SB-591 (Becker) Senior citizens: intergenerational housing developments.

Would permit the establishment of an intergenerational housing development if at least 80 percent of the occupied dwelling units are occupied by at least one senior citizenand up to 20 percent of the occupied dwelling units are occupied by at least one caregiver or transition age youth.

Current Status: Chaptered

FindHOALaw Quick Summary:

Existing law requires the covenants, conditions, and restrictions or other documents or written policy of a senior citizen housing development to set forth the limitations on occupancy, residency, or use on the basis of age. Existing law requires that the limitations on age require, at a minimum, that the persons commencing any occupancy of a dwelling unit include a senior citizen who intends to reside in the unit as their primary residence on a permanent basis. Existing law defines “senior citizen housing development” for these purposes as a residential development for senior citizens that has at least 35 dwelling units. Existing law defines “qualifying resident” or “senior citizen” to mean a person 62 years of age or older, or 55 years of age or older in a senior citizen housing development.
The bill would add Civil Code Section 51.3.5 to permit the establishment of an intergenerational housing development if (1) at least 80 percent of the occupied dwelling units are occupied by at least one senior citizen, as specified, and up to 20 percent of the occupied dwelling units are occupied by at least one caregiver or transition age youth, as defined, and (2) the development is an affordable rental housing development, as defined, and has received an allocation of low-income housing tax credits from the California Tax Credit Allocation Committee.
This bill would prohibit a housing facility or community from evicting or terminating the lease of a family with children in order to comply with the requirement that at least 80 percent of the occupied units be occupied by at least one senior citizen.

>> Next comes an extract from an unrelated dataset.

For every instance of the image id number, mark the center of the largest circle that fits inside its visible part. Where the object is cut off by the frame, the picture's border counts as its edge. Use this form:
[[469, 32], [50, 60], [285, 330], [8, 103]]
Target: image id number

**UPDATE:  SB 591 was signed by the Governor on September 28, 2021.  Its changes to the law take effect January 1, 2022.

View more info on SB 591
from the California Legislature's website

AB-1466 (McCarty) Real property: discriminatory restrictions.

Would require an association to provide a Restrictive Covenant Modification form with the governing documents.

Current Status: Chaptered

FindHOALaw Quick Summary:

Existing law requires a county recorder, title insurance company, escrow company, real estate broker, real estate agent, or association that delivers a copy of a declaration, governing document, or deed, to place a cover page or stamp on the first page of the previously recorded document stating that if the document contains any restriction that unlawfully discriminates based on any of the characteristics specified above, that document is void.
This bill would amend Government Code Section 12956.1 to require a county recorder, title insurance company, escrow company, real estate broker, real estate agent, or association that delivers a copy of a declaration, governing document, or deed to a person who holds an ownership interest of record in property to also provide a Restrictive Covenant Modification form with specified procedural information.

**UPDATE:  AB 1466 was signed by the Governor on September 28, 2021.  Its changes to the law take effect January 1, 2022.